Occasionally I have found that tombstone dates are wrong, or conflict with 
other sources like obituaries which could also be wrong.  I use tombstone 
photos as sources, but if there's a discrepancy in dates I'll put a note to 
reflect that.

I've found that in rare cases a person was reinterred into another cemetery and 
the date of the burial was on the tombstone rather than the original death date 
which was ten years earlier.  A cemetery I used to work for had used the burial 
date for the death date for everyone before the year of 1898.  It just shows 
that there are flaws in many types of sources since everything is prone to 
human error.

-------
Bill Boswell


-----Original Message-----
From: [email protected] [mailto:[email protected]]
Sent: Friday, February 25, 2011 8:50 AM
To: [email protected]
Subject: Re: [LegacyUG] Photos as Sources-----Sources for Photos



> Hmm! Isn't the source of a photograph just another term for a
Repository?

I was thinking the same thing. However, as to the OP's comment:

> As for photos themselves being a source. I believe the concenus is
> certainly.

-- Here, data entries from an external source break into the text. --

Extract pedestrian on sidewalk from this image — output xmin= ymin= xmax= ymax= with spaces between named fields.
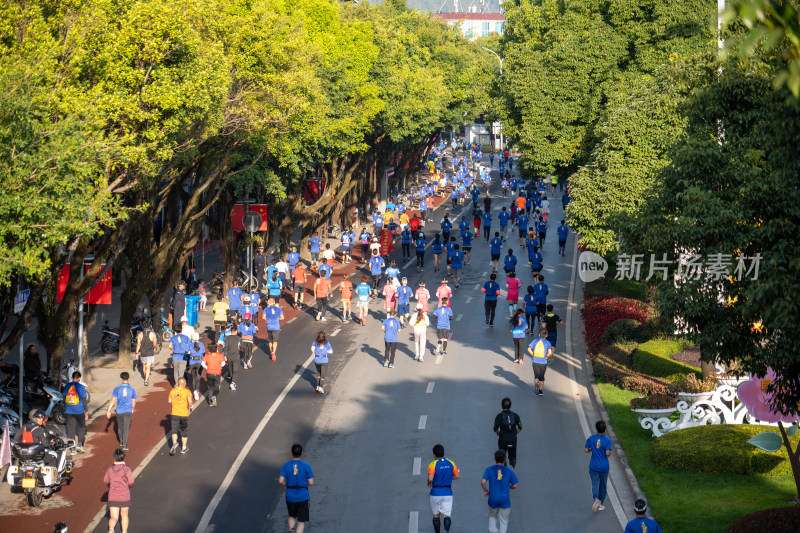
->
xmin=314 ymin=273 xmax=331 ymax=321
xmin=494 ymin=398 xmax=522 ymax=468
xmin=481 ymin=450 xmax=519 ymax=533
xmin=167 ymin=378 xmax=197 ymax=455
xmin=222 ymin=328 xmax=242 ymax=390
xmin=428 ymin=444 xmax=461 ymax=533
xmin=264 ymin=298 xmax=286 ymax=360
xmin=583 ymin=420 xmax=616 ymax=512
xmin=409 ymin=304 xmax=431 ymax=363
xmin=136 ymin=318 xmax=158 ymax=385
xmin=433 ymin=298 xmax=453 ymax=355
xmin=311 ymin=331 xmax=333 ymax=394
xmin=106 ymin=372 xmax=137 ymax=451
xmin=61 ymin=370 xmax=89 ymax=454
xmin=624 ymin=498 xmax=661 ymax=533
xmin=528 ymin=328 xmax=553 ymax=396
xmin=103 ymin=448 xmax=134 ymax=533
xmin=509 ymin=309 xmax=528 ymax=365
xmin=481 ymin=272 xmax=500 ymax=326
xmin=381 ymin=309 xmax=400 ymax=368
xmin=278 ymin=444 xmax=314 ymax=533
xmin=202 ymin=339 xmax=225 ymax=407
xmin=169 ymin=331 xmax=192 ymax=384
xmin=188 ymin=332 xmax=205 ymax=400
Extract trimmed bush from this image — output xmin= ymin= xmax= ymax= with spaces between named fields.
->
xmin=581 ymin=298 xmax=650 ymax=356
xmin=653 ymin=424 xmax=797 ymax=476
xmin=728 ymin=505 xmax=800 ymax=533
xmin=603 ymin=318 xmax=642 ymax=345
xmin=631 ymin=339 xmax=701 ymax=380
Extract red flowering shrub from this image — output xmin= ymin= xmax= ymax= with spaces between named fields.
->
xmin=581 ymin=298 xmax=650 ymax=356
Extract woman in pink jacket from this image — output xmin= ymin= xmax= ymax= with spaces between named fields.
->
xmin=103 ymin=448 xmax=133 ymax=533
xmin=506 ymin=272 xmax=522 ymax=316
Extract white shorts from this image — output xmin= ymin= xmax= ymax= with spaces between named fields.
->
xmin=431 ymin=496 xmax=453 ymax=516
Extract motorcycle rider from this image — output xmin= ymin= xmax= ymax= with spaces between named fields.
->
xmin=14 ymin=409 xmax=65 ymax=467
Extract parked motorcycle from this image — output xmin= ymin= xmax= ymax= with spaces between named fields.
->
xmin=6 ymin=428 xmax=73 ymax=507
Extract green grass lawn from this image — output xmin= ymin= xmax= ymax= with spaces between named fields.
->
xmin=598 ymin=383 xmax=796 ymax=533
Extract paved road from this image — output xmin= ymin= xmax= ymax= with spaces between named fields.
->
xmin=95 ymin=164 xmax=632 ymax=533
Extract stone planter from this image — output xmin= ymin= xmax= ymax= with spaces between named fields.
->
xmin=631 ymin=407 xmax=678 ymax=422
xmin=677 ymin=391 xmax=714 ymax=405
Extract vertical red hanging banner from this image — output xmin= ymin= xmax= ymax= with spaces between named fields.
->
xmin=56 ymin=263 xmax=111 ymax=305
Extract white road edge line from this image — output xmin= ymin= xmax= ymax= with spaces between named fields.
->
xmin=408 ymin=511 xmax=419 ymax=533
xmin=566 ymin=238 xmax=628 ymax=528
xmin=195 ymin=355 xmax=314 ymax=533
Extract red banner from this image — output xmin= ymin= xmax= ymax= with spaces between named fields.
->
xmin=231 ymin=204 xmax=268 ymax=231
xmin=56 ymin=263 xmax=111 ymax=305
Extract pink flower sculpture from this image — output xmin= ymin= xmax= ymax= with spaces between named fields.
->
xmin=736 ymin=368 xmax=800 ymax=423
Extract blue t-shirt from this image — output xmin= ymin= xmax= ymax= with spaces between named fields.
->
xmin=281 ymin=459 xmax=314 ymax=503
xmin=497 ymin=211 xmax=511 ymax=228
xmin=483 ymin=465 xmax=519 ymax=509
xmin=625 ymin=516 xmax=661 ymax=533
xmin=450 ymin=250 xmax=464 ymax=270
xmin=395 ymin=285 xmax=414 ymax=304
xmin=528 ymin=339 xmax=552 ymax=365
xmin=61 ymin=381 xmax=86 ymax=415
xmin=311 ymin=341 xmax=333 ymax=365
xmin=227 ymin=287 xmax=242 ymax=311
xmin=586 ymin=435 xmax=613 ymax=472
xmin=111 ymin=383 xmax=138 ymax=414
xmin=383 ymin=318 xmax=400 ymax=342
xmin=169 ymin=333 xmax=192 ymax=361
xmin=511 ymin=317 xmax=528 ymax=339
xmin=369 ymin=255 xmax=386 ymax=276
xmin=433 ymin=305 xmax=453 ymax=329
xmin=503 ymin=254 xmax=517 ymax=271
xmin=533 ymin=281 xmax=549 ymax=304
xmin=262 ymin=305 xmax=283 ymax=331
xmin=483 ymin=280 xmax=500 ymax=302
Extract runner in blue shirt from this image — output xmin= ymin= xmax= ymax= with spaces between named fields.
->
xmin=481 ymin=450 xmax=519 ymax=532
xmin=503 ymin=248 xmax=517 ymax=274
xmin=450 ymin=244 xmax=462 ymax=289
xmin=624 ymin=498 xmax=661 ymax=533
xmin=433 ymin=298 xmax=453 ymax=355
xmin=489 ymin=231 xmax=503 ymax=272
xmin=583 ymin=420 xmax=614 ymax=513
xmin=556 ymin=220 xmax=569 ymax=256
xmin=414 ymin=231 xmax=428 ymax=272
xmin=263 ymin=298 xmax=285 ymax=361
xmin=483 ymin=209 xmax=492 ymax=241
xmin=278 ymin=444 xmax=314 ymax=531
xmin=381 ymin=308 xmax=402 ymax=368
xmin=481 ymin=272 xmax=500 ymax=326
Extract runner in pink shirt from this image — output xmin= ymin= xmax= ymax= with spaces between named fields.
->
xmin=506 ymin=272 xmax=522 ymax=316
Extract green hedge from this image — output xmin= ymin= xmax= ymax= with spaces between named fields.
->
xmin=631 ymin=339 xmax=700 ymax=379
xmin=653 ymin=424 xmax=797 ymax=476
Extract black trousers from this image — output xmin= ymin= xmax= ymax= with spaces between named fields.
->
xmin=483 ymin=300 xmax=497 ymax=324
xmin=383 ymin=342 xmax=397 ymax=365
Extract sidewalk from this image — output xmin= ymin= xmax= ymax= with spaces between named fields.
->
xmin=0 ymin=159 xmax=462 ymax=531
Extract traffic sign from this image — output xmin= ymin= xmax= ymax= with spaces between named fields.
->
xmin=14 ymin=289 xmax=31 ymax=315
xmin=242 ymin=211 xmax=262 ymax=233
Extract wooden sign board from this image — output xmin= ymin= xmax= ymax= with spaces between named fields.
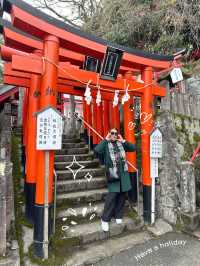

A photo of a tombstone for example serves as a source for
> dates and names.

Photos of tombstones that I take are not sources but merely my memorial
of the source. No different that the cemetery survey notes that I write
down while at the cemetery. It is the tombstone which is the source. On
the other hand, photographs of tombstones taken by others are the
source which I properly cite to the photographer using the Chicago
Manual's style.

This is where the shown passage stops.